DALLAS A new study published in Circulation, the American Heart Association journal, found that cutting sugar-sweetened beverages from one’s diet may lower blood pressure.

Using data of  810 adults, ages 25 to 79 years, with prehypertension (between 120/80 and 139/89 mm Hg) and stage I hypertension (between 140/90 and 159/99 mm Hg ) who participated in the PREMIER study, an 18-month behavioral intervention study with a focus on weight loss, exercise, and a healthy diet as a means to prevent and control high blood pressure. At the start of the study, the participants drank an average 10.5 fluid ounces of sugar-sweentened beverages/day, equivalent to just under one serving. At the study’s conclusion, average consumption had fallen by half a serving/day and both systolic blood pressure and diastolic blood pressure significantly had declined.
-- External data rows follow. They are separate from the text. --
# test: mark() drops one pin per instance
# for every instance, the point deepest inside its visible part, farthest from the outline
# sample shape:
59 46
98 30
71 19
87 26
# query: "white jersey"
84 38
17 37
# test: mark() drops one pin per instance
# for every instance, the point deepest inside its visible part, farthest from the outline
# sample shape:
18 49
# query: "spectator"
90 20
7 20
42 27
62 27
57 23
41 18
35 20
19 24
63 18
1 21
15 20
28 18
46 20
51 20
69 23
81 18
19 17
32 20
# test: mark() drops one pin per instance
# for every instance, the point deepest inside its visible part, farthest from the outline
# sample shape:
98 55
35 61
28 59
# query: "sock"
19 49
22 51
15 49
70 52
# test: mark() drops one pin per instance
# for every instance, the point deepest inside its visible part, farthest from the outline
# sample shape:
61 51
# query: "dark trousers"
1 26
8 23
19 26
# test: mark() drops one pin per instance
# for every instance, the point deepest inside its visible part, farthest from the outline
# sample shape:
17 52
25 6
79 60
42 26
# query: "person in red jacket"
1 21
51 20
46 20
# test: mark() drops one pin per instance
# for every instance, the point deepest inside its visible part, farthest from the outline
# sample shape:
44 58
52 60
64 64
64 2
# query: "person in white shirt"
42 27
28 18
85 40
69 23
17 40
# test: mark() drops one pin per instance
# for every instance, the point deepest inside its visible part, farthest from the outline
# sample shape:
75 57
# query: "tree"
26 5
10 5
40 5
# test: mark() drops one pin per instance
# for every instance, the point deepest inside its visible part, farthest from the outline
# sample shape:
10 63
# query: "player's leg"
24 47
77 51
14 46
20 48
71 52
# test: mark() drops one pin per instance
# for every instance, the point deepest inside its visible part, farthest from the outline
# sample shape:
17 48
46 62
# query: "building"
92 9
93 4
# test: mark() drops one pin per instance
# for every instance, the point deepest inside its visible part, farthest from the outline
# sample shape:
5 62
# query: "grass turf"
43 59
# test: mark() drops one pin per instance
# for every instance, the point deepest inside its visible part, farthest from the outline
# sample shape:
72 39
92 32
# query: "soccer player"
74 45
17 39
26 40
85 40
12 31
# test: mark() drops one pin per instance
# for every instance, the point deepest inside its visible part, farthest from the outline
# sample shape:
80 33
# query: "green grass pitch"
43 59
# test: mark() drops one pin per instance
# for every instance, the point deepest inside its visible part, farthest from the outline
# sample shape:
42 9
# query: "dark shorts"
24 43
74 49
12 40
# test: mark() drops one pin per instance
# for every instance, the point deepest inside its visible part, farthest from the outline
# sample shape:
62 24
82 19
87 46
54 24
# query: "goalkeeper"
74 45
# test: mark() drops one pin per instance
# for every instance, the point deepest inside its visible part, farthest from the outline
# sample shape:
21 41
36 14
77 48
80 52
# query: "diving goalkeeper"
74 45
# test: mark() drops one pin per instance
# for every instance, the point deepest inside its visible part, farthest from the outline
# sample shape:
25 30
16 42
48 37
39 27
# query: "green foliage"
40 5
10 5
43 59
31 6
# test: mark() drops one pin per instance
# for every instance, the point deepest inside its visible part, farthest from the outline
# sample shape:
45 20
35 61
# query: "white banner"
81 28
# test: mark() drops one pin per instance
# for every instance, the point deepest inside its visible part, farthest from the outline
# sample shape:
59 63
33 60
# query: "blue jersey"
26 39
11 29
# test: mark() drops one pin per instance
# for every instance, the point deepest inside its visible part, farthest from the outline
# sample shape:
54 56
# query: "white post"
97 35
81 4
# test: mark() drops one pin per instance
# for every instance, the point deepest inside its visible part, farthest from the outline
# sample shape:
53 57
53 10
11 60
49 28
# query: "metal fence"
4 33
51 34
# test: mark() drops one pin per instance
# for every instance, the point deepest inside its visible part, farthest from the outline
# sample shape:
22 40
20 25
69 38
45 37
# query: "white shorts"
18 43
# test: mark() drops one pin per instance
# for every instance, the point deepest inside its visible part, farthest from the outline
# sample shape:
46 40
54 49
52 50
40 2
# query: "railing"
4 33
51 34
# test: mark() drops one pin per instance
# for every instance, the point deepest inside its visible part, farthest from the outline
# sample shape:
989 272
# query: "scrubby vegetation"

“Our findings suggest that reducing sugar-sweetened beverages and sugar consumption may be an important dietary strategy to lower blood pressure and further reduce other blood pressure-related diseases,” said Liwei Chen, Louisiana State University Health Science Center School of Public Health and lead author of the study. “It has been estimated that a 3-millimeters of mercury (mm Hg) reduction in systolic blood pressure should reduce stroke mortality by 8% and coronary heart disease mortality by 5%. Such reductions in systolic blood pressure would be anticipated by reducing sugar-sweetened beverages consumption by an average of 2 servings per day.”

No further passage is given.